Il fiumanologo in questione è seduto davanti a una birra con la ragazza di cui sopra, le sta parlando con enfasi di questo gruppo che lui tanto ama, le dice Vedi, c’è questa canzone che parla delle fasi declinanti di una relazione ormai alla fine, si chiama L’amore segue i passi di un cane vagabondo, ci sono lui e lei seduti a tavola di un misero caffè, lui le chiede Tu come stai, bla, bla, bla, poi le dice Io come sto, bla bla bla, che senso c’è, a unir parole con le altre.
(La ragazza, già colpita da quel titolo suggestivo, sta visualizzando la situazione: lui e lei seduti a tavola di quel misero caffè a dirsi, in pratica, niente.)
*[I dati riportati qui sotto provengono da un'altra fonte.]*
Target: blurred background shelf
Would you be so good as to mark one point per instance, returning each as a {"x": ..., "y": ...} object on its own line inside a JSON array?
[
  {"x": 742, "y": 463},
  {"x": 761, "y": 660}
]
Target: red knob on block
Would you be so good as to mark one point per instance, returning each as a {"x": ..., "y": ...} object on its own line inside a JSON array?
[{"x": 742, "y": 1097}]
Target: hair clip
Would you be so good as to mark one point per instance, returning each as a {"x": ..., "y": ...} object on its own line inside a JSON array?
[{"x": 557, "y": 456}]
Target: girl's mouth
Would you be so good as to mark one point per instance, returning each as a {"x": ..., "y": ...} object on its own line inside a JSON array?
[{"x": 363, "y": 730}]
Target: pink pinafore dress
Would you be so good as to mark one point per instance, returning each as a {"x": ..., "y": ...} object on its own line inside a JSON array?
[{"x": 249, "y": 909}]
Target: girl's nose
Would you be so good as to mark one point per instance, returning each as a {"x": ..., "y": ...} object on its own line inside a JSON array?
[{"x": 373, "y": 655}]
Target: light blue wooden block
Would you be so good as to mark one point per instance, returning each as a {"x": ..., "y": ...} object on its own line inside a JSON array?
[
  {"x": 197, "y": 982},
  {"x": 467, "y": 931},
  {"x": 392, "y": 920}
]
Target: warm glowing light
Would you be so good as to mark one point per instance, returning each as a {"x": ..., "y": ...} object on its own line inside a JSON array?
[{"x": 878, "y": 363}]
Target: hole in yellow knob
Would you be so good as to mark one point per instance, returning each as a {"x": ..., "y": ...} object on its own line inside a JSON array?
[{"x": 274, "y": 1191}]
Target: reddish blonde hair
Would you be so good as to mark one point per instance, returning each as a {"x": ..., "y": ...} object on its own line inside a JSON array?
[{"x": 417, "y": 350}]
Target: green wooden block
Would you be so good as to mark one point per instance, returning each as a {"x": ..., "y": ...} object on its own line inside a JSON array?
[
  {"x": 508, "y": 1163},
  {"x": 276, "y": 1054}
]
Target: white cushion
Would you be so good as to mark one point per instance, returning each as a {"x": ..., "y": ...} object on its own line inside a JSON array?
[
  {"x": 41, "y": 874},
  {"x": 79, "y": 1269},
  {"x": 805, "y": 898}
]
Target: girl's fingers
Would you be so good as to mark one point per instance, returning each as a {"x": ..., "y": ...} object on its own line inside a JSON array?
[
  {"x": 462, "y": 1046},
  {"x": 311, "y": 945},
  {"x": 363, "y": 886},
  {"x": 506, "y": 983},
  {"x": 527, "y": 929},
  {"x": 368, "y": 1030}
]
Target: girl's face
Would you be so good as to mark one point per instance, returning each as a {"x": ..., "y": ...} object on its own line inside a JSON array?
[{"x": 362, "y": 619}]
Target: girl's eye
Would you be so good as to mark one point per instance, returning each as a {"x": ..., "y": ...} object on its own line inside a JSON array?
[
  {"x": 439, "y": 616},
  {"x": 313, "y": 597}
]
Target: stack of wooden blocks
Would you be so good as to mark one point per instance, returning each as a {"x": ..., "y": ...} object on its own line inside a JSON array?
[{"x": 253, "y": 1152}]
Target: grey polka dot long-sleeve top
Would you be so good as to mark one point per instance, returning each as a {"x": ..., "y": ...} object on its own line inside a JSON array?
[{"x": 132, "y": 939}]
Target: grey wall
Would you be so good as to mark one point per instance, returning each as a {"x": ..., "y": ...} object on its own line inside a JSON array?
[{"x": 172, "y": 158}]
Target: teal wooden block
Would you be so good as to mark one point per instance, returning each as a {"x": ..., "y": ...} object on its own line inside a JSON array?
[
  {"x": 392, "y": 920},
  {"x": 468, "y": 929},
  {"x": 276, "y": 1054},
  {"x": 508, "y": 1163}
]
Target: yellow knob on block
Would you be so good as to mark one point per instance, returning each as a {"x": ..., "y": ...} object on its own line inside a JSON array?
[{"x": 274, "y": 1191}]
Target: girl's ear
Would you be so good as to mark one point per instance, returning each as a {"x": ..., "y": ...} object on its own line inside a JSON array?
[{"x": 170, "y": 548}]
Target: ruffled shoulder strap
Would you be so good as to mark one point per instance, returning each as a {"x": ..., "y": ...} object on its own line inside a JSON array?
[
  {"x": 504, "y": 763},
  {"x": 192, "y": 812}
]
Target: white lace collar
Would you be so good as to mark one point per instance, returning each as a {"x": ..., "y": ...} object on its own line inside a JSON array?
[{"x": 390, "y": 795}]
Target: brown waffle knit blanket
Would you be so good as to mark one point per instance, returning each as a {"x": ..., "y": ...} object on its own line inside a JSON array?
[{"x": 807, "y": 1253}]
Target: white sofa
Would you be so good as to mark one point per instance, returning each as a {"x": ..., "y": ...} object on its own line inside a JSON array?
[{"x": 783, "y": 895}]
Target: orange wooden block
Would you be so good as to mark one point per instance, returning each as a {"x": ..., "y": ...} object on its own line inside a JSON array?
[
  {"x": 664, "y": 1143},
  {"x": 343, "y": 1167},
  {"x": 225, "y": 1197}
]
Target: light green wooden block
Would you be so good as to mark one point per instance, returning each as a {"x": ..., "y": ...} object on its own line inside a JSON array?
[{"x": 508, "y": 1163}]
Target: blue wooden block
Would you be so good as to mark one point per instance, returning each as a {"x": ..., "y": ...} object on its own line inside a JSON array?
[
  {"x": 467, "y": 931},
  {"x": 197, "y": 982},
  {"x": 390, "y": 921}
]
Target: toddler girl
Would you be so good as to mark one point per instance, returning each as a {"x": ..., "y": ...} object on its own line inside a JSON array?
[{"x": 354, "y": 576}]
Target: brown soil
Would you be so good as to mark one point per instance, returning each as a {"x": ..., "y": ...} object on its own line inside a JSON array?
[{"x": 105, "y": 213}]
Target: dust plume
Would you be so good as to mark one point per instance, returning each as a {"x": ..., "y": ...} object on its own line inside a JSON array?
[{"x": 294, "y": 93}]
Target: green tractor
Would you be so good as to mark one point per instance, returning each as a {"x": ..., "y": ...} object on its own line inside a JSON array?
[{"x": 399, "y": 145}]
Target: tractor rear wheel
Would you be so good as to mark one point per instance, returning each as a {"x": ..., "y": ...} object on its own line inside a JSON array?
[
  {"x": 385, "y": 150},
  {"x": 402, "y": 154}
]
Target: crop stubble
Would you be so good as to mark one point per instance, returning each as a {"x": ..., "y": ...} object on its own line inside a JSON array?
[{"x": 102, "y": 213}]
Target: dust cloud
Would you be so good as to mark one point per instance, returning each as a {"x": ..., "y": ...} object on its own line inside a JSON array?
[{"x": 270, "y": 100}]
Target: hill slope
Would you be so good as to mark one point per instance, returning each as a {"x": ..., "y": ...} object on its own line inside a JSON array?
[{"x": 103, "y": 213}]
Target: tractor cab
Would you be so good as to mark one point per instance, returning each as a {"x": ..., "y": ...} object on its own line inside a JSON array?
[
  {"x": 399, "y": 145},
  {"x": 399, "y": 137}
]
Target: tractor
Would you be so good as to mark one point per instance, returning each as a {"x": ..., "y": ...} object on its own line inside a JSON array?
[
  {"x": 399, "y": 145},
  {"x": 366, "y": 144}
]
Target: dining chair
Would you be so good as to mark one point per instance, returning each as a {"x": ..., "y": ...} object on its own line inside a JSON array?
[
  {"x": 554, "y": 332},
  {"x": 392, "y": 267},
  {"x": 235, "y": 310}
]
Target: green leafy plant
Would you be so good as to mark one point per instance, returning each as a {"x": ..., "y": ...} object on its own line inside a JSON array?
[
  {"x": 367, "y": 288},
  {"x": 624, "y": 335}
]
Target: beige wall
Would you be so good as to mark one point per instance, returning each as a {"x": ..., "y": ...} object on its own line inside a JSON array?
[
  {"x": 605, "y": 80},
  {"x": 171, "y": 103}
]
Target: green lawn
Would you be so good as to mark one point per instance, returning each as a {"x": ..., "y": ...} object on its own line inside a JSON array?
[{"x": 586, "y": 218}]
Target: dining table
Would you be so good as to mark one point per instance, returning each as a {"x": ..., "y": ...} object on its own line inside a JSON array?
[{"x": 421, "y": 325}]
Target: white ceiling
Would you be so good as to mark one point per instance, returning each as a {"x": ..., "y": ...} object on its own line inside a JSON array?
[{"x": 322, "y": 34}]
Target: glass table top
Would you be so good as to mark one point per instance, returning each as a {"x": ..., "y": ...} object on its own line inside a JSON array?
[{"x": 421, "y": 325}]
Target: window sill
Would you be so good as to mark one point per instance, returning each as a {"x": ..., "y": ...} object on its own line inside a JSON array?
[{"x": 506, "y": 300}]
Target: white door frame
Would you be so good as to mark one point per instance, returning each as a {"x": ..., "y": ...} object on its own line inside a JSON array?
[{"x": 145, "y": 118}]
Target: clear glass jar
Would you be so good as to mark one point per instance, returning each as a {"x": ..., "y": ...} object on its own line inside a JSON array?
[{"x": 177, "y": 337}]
E poi lui canta Il cameriere mi ha sorriso, altrimenti nessuno mi ama, e poi Il vero amore forse è là fuori, il vero amore è lontano, nelle ruote del mio furgone, e poi Il vero amore sorride soltanto ai cani vagabondi.
La ragazza – è sicuro – a questo punto dirà: me la fai ascoltare?
Il furbo diaframmaro, l’astuto fiumanologo, gliela farà ascoltare.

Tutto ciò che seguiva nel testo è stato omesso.